Today concludes the week-long celebration of my 51st birthday and I savored every memory created! Based on all of the birthday wishes received (including from my pest control guy and a really touching note from my… mortgage loan officer, lol ), there is no mistaking that others agree how extraordinary I am. That’s important to mention. Not for reasons of vanity, but because there were many seasons of my life in which I saw myself as a useless blip on a screen. I simply took up space, unaware of my own gifts and graces. More than half my life was spent living this lie. I left it behind in my forties, once I finally realized that what other people thought of me was none of my business.
Although I was initially disappointed because my original plans fell through, this week brought new experiences that I would not trade for anything. Normally I have a three-day sweat fest in Sedona with kindred spirits. (Although last year we were sidetracked for one of those days because they felt a binge of Game of Thrones was in order since I’d never seen it). I make it a point to selfishly focus on myself and becoming one with nature, enjoying not only family but friends that became family. As I’ve grown in wisdom, I’ve come to realize the most important gift is quality time with those I love ( I never pass up presents of any kind, however).
As a woman and mother, I appreciated the noticeable effort and many sacrifices made to ensure my vacation was extra-special (and so was I) by the men in my life. Tonight my last celebration will take place at Home Base where I will attend my first “Spoken Word” event. Having a new appreciation of words and the power behind them, I was intrigued when I first experienced a small taste of this event on the 1997 romantic drama, Love Jones! My heart literally skipped a beat when I received the Eventbrite surprise invite from my A-MAZ-ING “he”. It’s extra special to receive a gift you want, rather than receiving a gift someone wants you to have simply so they can experience it.
The last three days were spent at the Origami Owl Annual Convention. I have dabbled as a Designer for over four years, oddly just for the emotional benefit. My sons have always called me the Alpha Dog (and I can’t deny it) so the opportunity to bond with others while creating personal stories inside of lockets was an unexpected high. This year, the introduction of the Always With You Pendant is right on time for me! My mom passed last year. It was extra emotional as I was part of her home hospice team, obligated to keep her as comfortable as possible but required to be strong enough to watch her deteriorate. She stubbornly held out for an extended period of time with each foot firmly planted simultaneously in two worlds. I was in the room when the tug of war ended and she decided to be with her family on the other side. I’d never seen anyone die before except in a movie, and have never lost anyone with such a significant role in my life. I’m currently on a rocky path (which I’m pretty sure contributes to missing her even more right now) never previously experienced and wish she were here to just “listen”. I say listen because her advice always sucked, lol. It’s funny how you appreciate small annoyances once they are no longer available. What I wouldn’t give to just have her here to listen and give me bad advice all over again. I’m excited that this pendant will allow me to have her with me always. I don’t have ashes to add (an option), but I will decide between her favorite perfume and a handwritten love note. Maybe even combine the two!

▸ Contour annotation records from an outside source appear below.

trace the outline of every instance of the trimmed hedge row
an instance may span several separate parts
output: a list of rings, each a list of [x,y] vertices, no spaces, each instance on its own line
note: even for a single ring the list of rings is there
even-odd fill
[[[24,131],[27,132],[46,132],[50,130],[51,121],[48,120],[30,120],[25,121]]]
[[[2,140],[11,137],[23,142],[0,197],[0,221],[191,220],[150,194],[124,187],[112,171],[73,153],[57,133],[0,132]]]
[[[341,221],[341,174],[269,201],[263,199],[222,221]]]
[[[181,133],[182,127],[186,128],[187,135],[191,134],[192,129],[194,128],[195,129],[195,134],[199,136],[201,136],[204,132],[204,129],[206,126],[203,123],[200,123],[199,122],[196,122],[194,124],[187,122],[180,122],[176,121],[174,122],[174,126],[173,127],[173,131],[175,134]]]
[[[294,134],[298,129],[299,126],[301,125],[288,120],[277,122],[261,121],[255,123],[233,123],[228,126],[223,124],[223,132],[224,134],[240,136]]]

The night of my actual birthday was spent with the most important men in my life at House of Comedy laughing so hard I cried, literally, at the dynamic Sam Jay from Los Angeles! I love to laugh, and when I do it can be heard on the mountains near and far, according to my son who finds it very annoying. That only encourages me to do it more often, but don’t let him know that. It was truly the end of a perfect day.
July 11th found me dining at the very romantic and classy Italian restaurant in Sedona, Dahl and Diluca! I don’t remember the last time I have been treated to such a fine restaurant, if ever! I was worried a little of my natural ghetto-ness might creep out unexpectedly (just keeping it real, lol), but I made it through without embarrassing my date! The meal was unbelievable, and the weight gain was worth the Smartpoints spent, just in case you’re wondering. Double yum!
The morning of July 11th was spent in Sedona on a city tour! Although I visit each year to hike, I’d never experienced the sites of the city and wasn’t disappointed! The views of the Red Rocks are fabulous, and you can instantly feel a sense of peace when entering the city limits. Sedona is also where I have my annual birthday drink of choice, the Prickly Pear Margarita at the Javelina Cantina! It’s worth the drive!
Tomorrow it’s back to work and life as I know it. For the rest of today (and forever), however, I will continue to savor the memories created in the week of my 51st birthday! I don’t know that I’ve ever been happier than I’ve been this week.